Rural settlements are spatial carriers of rural social and economic activities. The optimization of rural settlements is of great significance to comprehensively promote rural revitalization. Considering that the optimization of rural settlements is a systematic engineering of the optimal allocation of rural revitalization elements and a social engineering of rural residents’ willingness, this paper explores the optimization of rural settlements based on the elements of rural revitalization and rural residents’ social mobility. After constructing the theoretical framework of the internal relationship among rural revitalization, rural residents’ social mobility and optimization of rural settlements, we evaluate the development vitality of rural settlements from the perspectives of industry, talent, culture, organization and ecology, and measure the network centrality of rural settlements based on rural residents’ social mobility. Moreover, we measure the coordination level of development vitality and network centrality to identify rural settlements’ optimization types. The level of the talent element is the lowest among the five revitalization elements. The rural settlements with high development vitality and network centrality are mainly distributed around the central town and near the traffic trunk lines.
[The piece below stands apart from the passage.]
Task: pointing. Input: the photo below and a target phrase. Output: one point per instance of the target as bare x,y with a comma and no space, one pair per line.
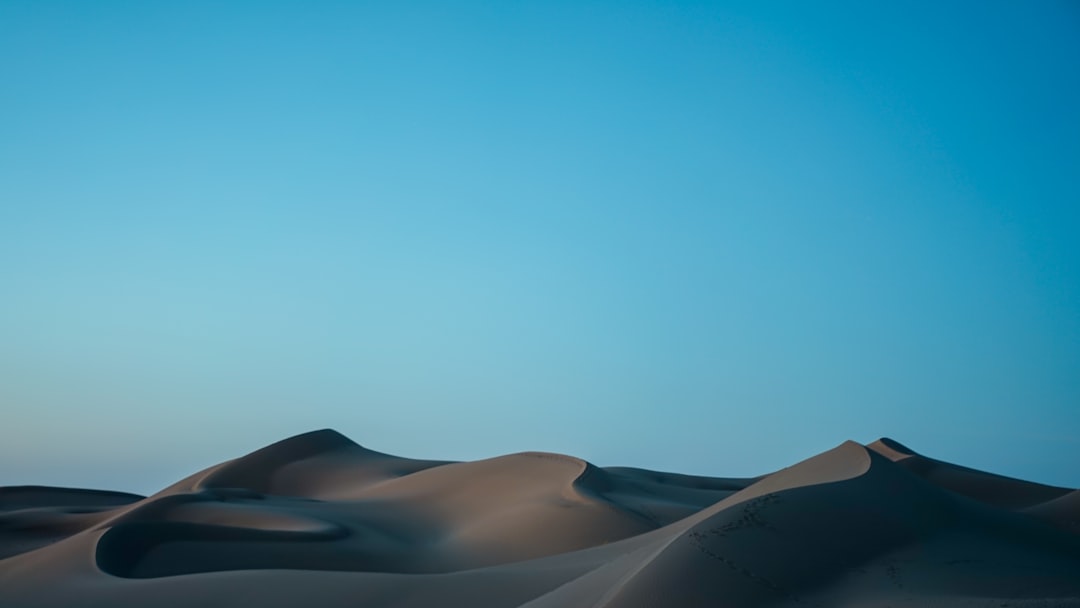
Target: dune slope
319,519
The rural settlements within the boundary of the expansion of urban construction land are classified as suburban integration, and the rural settlements with the characteristics of cultural relics or ethnic minorities are determined as characteristic protection. The remaining rural settlements are classified into three types (i.e., agglomeration and upgrading (high coordination), maintaining status quo (basic coordination), relocation and evacuation (endangered coordination)) according to the coordination level. Relocation and evacuation rural settlements are not suitable for villagers’ production and living and we encourage these villagers migrate to rural settlements that are more strongly connected in the residents’ social mobility network. Based on these findings, this paper provides a decision-making basis for rural planning and proposes an analytical framework for the optimization of rural settlements.